Мы вернулись в «экипаж», и начались учебные будни, но наряды и хозяйственные работы по-прежнему не прекращались. Дорога от «экипажа» до учебных корпусов не была близкой, да еще и надо было подниматься на возвышенность по извилистой лестнице. Потом мы возвращались назад в «экипаж» на трапезу и снова топали в «учебку» на самоподготовку. Не зря кто-то из наших назвал нас «бурсаками». Когда эта черная масса бушлатов и шинелей взбиралась по лестнице, то зрелище было весьма грустным, и кто-то из курсантов решил повеселить остальных «бурсаков». Вероятно, ночью на стене лестницы он написал белой краской знаменитые слова классика марксизма: «В науке нет широкой столбовой дороги, и только тот достигнет сияющих ее вершин, кто неустанно карабкается вверх по каменистым ее тропам». По-моему, все же выражение Маркса было написано не до конца: или краски не хватило, или времени. Руководство и замполит шутку не оценили, и вскоре группу курсантов отправили на хозяйственные работы, чтобы закрасить эту надпись. После первой сессии наши рады поредели. Не все видели романтику в солдафонской муштре, высшей математике и дисциплинах высшей школы.

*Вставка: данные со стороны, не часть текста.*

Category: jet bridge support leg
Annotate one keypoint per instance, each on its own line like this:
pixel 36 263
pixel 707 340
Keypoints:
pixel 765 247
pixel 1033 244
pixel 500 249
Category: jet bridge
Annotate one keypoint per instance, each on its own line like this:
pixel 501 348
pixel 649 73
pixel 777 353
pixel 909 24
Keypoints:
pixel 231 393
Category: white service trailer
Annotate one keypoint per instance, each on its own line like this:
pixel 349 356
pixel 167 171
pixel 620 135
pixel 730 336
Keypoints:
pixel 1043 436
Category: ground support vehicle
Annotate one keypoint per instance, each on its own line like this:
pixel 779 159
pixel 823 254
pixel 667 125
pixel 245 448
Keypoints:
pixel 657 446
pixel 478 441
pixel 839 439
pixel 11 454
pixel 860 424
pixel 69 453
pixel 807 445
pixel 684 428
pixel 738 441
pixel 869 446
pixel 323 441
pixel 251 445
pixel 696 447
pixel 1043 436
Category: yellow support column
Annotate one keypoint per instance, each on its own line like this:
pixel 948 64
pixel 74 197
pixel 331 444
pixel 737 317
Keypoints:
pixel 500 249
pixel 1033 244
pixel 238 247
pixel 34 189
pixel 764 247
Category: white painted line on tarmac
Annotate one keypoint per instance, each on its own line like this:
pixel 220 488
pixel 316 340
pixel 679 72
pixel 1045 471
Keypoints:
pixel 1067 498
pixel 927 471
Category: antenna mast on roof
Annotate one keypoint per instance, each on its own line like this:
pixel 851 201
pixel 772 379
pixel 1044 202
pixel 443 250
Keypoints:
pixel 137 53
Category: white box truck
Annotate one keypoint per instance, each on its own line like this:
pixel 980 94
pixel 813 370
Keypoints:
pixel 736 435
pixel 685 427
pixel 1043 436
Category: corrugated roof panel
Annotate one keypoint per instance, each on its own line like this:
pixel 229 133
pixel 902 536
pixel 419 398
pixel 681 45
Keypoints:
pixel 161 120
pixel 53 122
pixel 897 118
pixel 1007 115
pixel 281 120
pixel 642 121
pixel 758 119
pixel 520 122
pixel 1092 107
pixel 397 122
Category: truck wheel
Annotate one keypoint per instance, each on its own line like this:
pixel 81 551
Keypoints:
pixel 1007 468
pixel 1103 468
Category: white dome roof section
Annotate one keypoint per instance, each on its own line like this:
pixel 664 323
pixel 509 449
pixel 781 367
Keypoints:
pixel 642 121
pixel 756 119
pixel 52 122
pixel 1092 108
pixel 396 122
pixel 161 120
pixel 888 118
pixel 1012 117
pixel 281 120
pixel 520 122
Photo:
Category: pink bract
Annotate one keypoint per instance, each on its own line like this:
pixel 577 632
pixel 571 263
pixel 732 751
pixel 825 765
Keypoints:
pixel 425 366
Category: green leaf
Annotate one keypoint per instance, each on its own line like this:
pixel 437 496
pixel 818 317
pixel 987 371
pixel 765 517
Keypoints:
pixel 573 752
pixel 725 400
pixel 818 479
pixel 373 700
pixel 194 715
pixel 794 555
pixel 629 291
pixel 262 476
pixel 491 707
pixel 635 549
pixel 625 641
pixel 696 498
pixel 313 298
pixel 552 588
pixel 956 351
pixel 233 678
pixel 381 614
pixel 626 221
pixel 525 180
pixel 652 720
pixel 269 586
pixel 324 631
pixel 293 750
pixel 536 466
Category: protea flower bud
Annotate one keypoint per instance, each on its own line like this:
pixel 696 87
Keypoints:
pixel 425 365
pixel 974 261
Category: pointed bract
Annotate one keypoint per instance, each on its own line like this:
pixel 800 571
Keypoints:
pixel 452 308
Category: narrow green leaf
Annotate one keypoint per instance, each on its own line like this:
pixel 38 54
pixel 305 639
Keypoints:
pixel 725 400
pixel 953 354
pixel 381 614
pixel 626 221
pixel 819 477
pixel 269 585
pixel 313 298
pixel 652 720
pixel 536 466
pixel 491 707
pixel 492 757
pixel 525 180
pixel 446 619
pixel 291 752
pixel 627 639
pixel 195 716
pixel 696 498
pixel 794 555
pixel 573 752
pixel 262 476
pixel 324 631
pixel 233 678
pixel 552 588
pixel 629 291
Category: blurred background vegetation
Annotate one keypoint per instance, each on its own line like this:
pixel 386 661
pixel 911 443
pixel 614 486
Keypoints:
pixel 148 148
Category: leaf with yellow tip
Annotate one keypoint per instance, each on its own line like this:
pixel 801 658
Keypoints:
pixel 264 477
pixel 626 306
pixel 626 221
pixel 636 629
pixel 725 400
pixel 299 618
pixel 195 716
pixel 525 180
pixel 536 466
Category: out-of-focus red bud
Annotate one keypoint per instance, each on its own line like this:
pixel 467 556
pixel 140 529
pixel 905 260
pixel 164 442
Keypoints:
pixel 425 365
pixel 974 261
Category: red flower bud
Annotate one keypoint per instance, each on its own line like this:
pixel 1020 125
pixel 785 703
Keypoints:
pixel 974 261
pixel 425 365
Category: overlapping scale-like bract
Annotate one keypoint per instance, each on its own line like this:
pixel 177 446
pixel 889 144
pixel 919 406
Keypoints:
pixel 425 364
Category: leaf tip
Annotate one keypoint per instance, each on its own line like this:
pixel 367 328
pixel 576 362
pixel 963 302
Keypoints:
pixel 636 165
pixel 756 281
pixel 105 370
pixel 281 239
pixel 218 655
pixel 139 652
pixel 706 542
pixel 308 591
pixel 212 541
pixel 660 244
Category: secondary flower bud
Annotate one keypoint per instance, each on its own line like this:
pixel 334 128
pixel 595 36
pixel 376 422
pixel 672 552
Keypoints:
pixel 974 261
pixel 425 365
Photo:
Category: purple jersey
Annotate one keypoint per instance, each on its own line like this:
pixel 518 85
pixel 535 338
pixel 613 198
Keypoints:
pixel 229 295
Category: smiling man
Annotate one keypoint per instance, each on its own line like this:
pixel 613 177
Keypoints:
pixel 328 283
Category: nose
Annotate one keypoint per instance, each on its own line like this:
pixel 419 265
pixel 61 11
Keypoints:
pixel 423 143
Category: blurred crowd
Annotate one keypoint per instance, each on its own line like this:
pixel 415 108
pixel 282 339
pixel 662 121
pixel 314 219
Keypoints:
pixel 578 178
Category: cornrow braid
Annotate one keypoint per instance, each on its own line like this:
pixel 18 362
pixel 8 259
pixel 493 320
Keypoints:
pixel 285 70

Однако лично мне в то время был преподнесен прекрасный урок человеческой доброты и милосердия. А дело было так. В 1961 году зима была лютой, и наряды, которые приходилось нести на улице, были серьезным испытанием на выносливость.
Однажды я заступил в наряд у ворот учебного корпуса. Холод был собачий. Правда, на такой случай выдавали теплые тулупы, но ноги в ботинках замерзали очень быстро. До сих пор не понимаю, почему в таких условиях не было частой сменяемости вахтенных. Я стоял у ворот, совершенно окаменевший в ожидании, когда меня заменят. В здании учебного корпуса на первом этаже находились буфет и кухня с запахом горячей пищи, сводившим меня с ума. А лет мне тогда было лишь семнадцать. Через окна кухни меня заметила повариха. Приоткрыв дверь, она сказала буквально следующее: «Курсантик, а не хочешь ли ты борща? А то совсем околеешь!» Помню, что я что-то пролепетал типа того, что у меня денег нет, но добрая повариха лишь махнула рукой. Через минуту, обжигая губы, я уже глотал этот борщ. Он казался мне самым вкусным на свете. Доброта и милосердие этой женщины запомнились на всю жизнь.